And then there were six. Five votes still needed.
Only five members were actually present at the first session last week because commissioner David Sokol couldn’t make the meeting. Bolte doesn’t see a problem with his participation, but she doesn’t know for sure. He is, after all, the husband of Oak Park Village Clerk Sandra Sokol, and the neighbors will no doubt find that objectionable as well.
If he’s eliminated, that brings the commission down to five, meaning a unanimous vote is required for approval.

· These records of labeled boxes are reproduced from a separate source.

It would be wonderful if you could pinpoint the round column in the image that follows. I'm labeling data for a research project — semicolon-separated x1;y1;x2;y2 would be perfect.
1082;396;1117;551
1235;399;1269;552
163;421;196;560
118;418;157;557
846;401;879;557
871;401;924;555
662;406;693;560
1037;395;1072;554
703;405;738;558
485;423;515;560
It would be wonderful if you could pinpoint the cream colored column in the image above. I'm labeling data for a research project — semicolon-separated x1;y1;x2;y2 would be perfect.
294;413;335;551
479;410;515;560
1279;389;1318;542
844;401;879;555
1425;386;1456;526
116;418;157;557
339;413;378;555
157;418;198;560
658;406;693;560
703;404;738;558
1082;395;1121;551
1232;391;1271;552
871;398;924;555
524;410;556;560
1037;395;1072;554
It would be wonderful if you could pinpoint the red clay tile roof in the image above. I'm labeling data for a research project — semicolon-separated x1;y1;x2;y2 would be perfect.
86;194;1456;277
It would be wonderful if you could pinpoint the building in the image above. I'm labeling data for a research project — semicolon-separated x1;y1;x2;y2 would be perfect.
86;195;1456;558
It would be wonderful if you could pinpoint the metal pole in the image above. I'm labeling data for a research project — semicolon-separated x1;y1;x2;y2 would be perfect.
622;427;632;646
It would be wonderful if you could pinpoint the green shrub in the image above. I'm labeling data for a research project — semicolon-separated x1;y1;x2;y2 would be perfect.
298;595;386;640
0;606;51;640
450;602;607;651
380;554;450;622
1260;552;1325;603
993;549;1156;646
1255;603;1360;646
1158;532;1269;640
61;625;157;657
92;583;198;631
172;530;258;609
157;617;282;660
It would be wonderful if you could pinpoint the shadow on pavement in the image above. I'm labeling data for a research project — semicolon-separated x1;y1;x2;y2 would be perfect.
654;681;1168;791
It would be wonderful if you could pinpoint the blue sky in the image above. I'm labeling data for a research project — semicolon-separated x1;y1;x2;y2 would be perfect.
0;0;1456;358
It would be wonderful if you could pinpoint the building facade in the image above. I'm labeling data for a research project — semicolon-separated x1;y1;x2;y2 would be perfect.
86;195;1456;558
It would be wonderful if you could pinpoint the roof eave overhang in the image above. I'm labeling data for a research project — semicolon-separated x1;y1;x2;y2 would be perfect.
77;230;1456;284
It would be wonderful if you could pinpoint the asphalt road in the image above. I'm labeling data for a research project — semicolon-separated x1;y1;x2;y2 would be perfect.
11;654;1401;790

And that’s not all. One of the remaining members actually lives on the 300 block of Linden, just north of the stadium. The neighbors didn’t object to his presence (surprise, surprise) and neither did the high school (God knows why), so he remains to pass judgment. But, presumably, he knows most of the neighbors who are objecting. They may well be his friends. He may also have personal objections based on living close by. If there was ever a case of conflict of interest, this is it, but he remains involved.
Curiouser and curiouser, crazier and crazier.
Obviously a negative vote on this special-use permit is a foregone conclusion. The best thing, therefore, the plan commission can do is vote quickly and get it over with, then pass on their highly tainted negative recommendation to the village board (the decision is advisory, fortunately, not binding). Let’s hope, then, the trustees recognize how ridiculous this whole process has been and overturn the commission’s recommendation.
And then the board needs to start re-examining this highly flawed citizen commission process. The ZBA and plan commission are critical to how this village conducts its affairs, but the rules make it almost impossible to deliver fair judgments.
The situation is appalling and needs to be changed.